Looks like you won’t see a new Bond movie for at least two more years.
MGM is in the red, Bond star Daniel Craig‘s found other work and worst: The script for 23 still isn’t ready yet.
“Quantum of Solace” and “Casino Royale” star Craig recently committed to the Hollywood adaptation of the Swedish film “The Girl With the Dragon Tattoo.”
David Fincher’s remake of the Swedish-language bestseller won’t begin shooting until later this year, meaning that Craig wouldn’t be free until later in 2011 at the earliest, according to the L.A. Times.
Craig’s moves away from Bond, meanwhile, come as MGM is in a world of hurt. The company is reportedly nearly $4 billion in debt and unable, in the meantime, to fund new movies.
Switching Bond actors is not believed in the works but Craig, who turned 42 in March, would be too old to play Bond if the delay stretches on for much longer.
Moreover, the new Bond film has been billed as the third in the trilogy that began with “Casino Royale.” And with the need to wrap up many dangling plot lines — in this case, Bond’s quest for resolution after the death of romantic interest Vesper Lynd, among others — the third movie in a trilogy is typically hardest to lock down, the Times noted.
Producers on the James Bond movies are said to be “panicked” about the delay of the movie.
Barbara Broccoli and Michael G. Wilson – who have worked on a number of the spy movies including ‘Quantum of Solace’ and ‘Casino Royale’ with Craig, are “completely panicked that if they go five, six years without a Bond movie, it’ll be over. They don’t want to kill the golden goose,” a source told the Hollywood Reporter.
Despite being born to Baptist and Catholic parents, Julia Roberts found herself a new religion during filming of her new movie “Eat, Pray, Love.”
The actress, who spent time in India and Bali for the film, tells the September issue of Elle magazine that she is now a practicing Hindu who goes to temple to “chant, pray and celebrate.”
“I’m definitely a practicing Hindu,” says Roberts, adding that she takes her entire brood – including husband Danny Moder and their kids Henry, 3, and 5-year-old twins Phinnaeus and Hazel – to temple on a regular basis.
And since Hindus believe their souls can be reincarnated, Roberts hopes to come back in a life opposite of her own celebrity lifestyle.
“Golly, I’ve been so spoiled with my friends and family in this life,” the 42-year-old actress says. “Next time I want to be just something quiet and supporting.”
David Carradine‘s widow is fighting off the financial claims an ex-wife is making on his estate, but the whole estate amounts to only $40,000, according to TMZ.
Anne Carradine filed a petition to be named administrator of David’s estate, though she claims the estate is so paltry the filing shouldn’t be necessary.
In the documents, Anne claims the grand total of David’s estate is $40,000 in personal property, and $0 in real estate.
David’s ex-wife Gail Jensen, who died in April, had filed papers before she died asking to administer the estate because she claimed David owed her money.
Three decades after John Lennon‘s death, Yoko Ono said she opposes his killer’s parole because he remains a potential threat.
Ono said she was trying to be “practical” in asking that Mark David Chapman remain behind bars for fatally shooting the pop legend on Dec. 8, 1980, outside Lennon’s Manhattan apartment building.
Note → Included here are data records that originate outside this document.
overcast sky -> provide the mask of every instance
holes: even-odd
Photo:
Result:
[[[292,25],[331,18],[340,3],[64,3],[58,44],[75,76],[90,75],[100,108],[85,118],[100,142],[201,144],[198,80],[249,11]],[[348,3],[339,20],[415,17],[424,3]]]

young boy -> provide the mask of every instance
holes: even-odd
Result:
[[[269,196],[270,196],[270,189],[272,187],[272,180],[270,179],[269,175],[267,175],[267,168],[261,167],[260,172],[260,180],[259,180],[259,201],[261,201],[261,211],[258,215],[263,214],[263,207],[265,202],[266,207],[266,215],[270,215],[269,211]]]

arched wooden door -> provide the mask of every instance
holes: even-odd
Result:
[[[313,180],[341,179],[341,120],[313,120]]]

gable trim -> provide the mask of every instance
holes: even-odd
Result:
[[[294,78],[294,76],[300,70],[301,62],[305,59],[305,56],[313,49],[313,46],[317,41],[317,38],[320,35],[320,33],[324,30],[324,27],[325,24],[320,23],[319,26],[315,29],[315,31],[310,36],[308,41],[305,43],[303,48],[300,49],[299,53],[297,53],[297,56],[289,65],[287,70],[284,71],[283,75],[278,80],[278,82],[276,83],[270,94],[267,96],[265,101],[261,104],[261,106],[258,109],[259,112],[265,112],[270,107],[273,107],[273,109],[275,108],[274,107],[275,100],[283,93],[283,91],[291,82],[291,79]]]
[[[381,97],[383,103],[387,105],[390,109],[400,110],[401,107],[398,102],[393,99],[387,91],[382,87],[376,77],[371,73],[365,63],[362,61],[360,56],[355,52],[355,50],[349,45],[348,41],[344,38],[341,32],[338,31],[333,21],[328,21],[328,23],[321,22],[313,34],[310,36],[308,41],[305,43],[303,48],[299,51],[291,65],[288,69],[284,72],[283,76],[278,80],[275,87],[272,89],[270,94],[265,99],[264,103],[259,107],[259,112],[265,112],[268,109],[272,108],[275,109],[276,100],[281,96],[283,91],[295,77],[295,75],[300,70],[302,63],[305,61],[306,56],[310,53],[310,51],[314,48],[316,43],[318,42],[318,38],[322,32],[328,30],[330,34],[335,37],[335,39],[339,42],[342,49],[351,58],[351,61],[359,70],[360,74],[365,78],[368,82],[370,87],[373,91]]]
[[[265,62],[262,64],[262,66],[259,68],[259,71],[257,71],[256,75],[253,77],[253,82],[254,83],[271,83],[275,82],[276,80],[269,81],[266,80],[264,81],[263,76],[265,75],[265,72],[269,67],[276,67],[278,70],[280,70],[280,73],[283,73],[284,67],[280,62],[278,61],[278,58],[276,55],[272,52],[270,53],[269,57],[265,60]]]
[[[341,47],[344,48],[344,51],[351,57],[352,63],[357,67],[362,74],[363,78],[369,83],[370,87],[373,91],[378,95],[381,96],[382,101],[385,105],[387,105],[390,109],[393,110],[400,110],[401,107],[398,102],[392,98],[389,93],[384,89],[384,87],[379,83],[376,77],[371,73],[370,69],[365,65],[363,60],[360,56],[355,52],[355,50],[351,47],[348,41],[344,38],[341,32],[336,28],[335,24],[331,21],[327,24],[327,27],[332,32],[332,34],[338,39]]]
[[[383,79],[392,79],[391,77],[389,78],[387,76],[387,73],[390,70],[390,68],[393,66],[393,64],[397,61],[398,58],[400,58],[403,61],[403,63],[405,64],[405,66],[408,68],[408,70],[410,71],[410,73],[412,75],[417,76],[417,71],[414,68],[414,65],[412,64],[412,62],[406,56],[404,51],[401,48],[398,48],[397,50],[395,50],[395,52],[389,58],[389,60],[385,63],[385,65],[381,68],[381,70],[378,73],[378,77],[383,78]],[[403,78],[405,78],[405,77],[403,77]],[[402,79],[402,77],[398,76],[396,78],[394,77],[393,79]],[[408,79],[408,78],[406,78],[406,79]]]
Chapman, who has been repeatedly denied parole, is up for review again this month in New York State.
Lennon’s widow said Chapman might be a danger to her, other family members and perhaps even himself. She did not elaborate.
At his last parole hearing, Chapman said he was ashamed and sorry for gunning down the former Beatle. He told the parole board he understood the gravity of his actions and was a changed man.
Ono, 77, made her remarks at a meeting Thursday of the Television Critics Association. She was discussing a new PBS documentary on Lennon’s family and artistic life in New York in the 1970s.
“LennonNYC,” airing Nov. 22 as part of the “American Masters” public TV series, includes rare studio recordings, concert film outtakes and home movies, producer Susan Lacy said.
Ono provided access and was among those interviewed for the documentary.
Reviewing her life with Lennon was “painful” at times, Ono said, but provided the chance to show him as a “three-dimensional person” and to explore his ultimately tragic affection for New York.
The film “is about New York, the city he was in love with and strangely, the city that he loved so much, it killed him,” Ono said. “It was his love, and it was his death.” Lennon would have been 70 in October.